Gold prices were higher on Friday to end the week little changed as the weaker dollar boosted demand for the precious metal.
Gold for June delivery settled up 0.37% at $1,228.7 on the Comex division of the New York Mercantile Exchange.
The dollar weakened after data on Friday showed that U.S. retail sales grew less than expected last month, and core inflation dipped, raising doubts over whether the Federal Reserve can hike rates two more times this year.
Retail sales rose 0.4% in April, the Commerce Department said, falling short of economists’ expectations for a 0.6% increase.
At the same time, the Labor Department reported that the annual rate of inflation slowed to 2.2% in April from 2.4% in March.
Annual core inflation, which strips out food and energy costs, fell to 1.9%, the lowest since October 2015.
Consumer prices rose 0.2% last month, rebounding from a 0.3% drop in March.
The U.S. dollar index, which measures the greenback’s strength against a trade-weighted basket of six major currencies, was down 0.48% at 99.05 following the release of the data.
Gold is highly sensitive to rising rates, which lift the opportunity cost of holding non-yielding assets such as bullion, while boosting the dollar, in which it is priced.
Elsewhere in precious metals trading, silver rose 0.89% at $16.46 a troy ounce late Friday, while copper climbed 0.8% to $2.52 a pound
Platinum rose 0.47% to $922.00 a troy ounce, while palladium was up 0.74% to $804.9 a troy ounce.

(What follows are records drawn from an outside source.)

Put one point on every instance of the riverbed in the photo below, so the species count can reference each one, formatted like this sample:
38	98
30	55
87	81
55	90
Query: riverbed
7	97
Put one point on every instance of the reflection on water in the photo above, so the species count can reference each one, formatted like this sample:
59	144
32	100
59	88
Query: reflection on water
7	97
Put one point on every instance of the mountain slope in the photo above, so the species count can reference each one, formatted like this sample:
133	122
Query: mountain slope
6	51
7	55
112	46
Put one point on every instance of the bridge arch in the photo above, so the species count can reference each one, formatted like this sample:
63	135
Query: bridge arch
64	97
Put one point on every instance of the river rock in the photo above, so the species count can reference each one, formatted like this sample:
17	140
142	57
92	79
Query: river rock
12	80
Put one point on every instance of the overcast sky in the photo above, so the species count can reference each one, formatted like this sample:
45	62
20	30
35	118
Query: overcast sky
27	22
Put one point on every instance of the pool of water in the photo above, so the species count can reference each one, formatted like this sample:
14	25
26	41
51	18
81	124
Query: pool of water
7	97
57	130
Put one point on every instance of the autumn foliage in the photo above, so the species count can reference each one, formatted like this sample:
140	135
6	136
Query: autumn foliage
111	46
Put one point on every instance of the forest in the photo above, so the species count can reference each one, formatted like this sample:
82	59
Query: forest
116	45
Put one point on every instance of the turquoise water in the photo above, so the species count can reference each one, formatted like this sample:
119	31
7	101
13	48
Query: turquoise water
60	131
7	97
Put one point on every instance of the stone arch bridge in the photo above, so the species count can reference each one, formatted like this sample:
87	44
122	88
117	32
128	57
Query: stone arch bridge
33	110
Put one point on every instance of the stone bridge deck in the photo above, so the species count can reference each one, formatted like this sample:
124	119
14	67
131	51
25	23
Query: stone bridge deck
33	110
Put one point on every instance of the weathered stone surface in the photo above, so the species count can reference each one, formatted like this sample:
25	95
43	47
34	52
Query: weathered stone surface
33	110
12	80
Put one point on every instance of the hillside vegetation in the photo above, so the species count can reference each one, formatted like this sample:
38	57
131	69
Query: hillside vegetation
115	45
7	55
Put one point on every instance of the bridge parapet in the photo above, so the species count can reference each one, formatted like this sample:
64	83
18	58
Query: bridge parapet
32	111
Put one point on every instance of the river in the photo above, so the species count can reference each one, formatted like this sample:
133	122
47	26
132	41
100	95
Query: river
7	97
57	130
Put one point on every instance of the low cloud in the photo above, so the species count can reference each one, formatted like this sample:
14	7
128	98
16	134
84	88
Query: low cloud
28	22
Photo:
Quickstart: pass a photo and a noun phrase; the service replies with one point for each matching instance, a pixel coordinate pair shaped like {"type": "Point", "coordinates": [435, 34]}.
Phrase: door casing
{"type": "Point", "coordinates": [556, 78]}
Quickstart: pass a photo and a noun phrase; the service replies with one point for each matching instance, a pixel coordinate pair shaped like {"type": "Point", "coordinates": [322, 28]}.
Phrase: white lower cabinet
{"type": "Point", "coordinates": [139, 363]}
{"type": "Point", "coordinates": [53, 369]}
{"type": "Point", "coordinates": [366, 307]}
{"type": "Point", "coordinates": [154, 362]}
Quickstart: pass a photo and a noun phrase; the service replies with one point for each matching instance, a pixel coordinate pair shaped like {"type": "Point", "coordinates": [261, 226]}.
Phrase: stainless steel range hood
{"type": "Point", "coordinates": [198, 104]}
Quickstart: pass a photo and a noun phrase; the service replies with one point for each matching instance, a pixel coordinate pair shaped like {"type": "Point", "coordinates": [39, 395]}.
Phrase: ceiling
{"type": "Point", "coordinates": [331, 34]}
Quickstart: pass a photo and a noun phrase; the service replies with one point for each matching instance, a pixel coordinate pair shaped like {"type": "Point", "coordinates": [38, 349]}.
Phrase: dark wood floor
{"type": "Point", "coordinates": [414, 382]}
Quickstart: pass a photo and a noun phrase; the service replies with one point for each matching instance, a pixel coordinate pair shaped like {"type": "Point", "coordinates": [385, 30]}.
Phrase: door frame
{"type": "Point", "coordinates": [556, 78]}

Ahead of the coming week, Investing.com has compiled a list of these and other significant events likely to affect the markets.
Monday, May 15
New Zealand is to release data on retail sales.
China is to report on industrial production and fixed asset investment.
Switzerland is to publish figures on producer price inflation.
The U.S. is to release a report on manufacturing activity in the New York region.
Tuesday, May 16
The Reserve Bank of Australia is to publish the minutes of its latest monetary policy meeting.
The UK is to report on consumer price inflation.
The euro zone is to produce revised data on first quarter economic growth.
The ZEW Institute is to report on German economic sentiment.
The U.S. is to release reports on building permits, housing starts and industrial production.
Wednesday, May 17
New Zealand is to produce figures on producer price inflation input.
Australia is to release data on the wage price index.
The UK is to publish its monthly employment report.
The euro zone is to release revised data on consumer price inflation.
Canada is to report on manufacturing sales.
Thursday, May 18
Japan is to report on first quarter economic growth.
Australia is to publish its monthly employment report.
The UK is to produce retail sales figures.
The U.S. is to publish data on initial jobless claims and manufacturing activity in the Philadelphia region.
Friday, May 19
Canada is to round up the week with data on retail sales and inflation.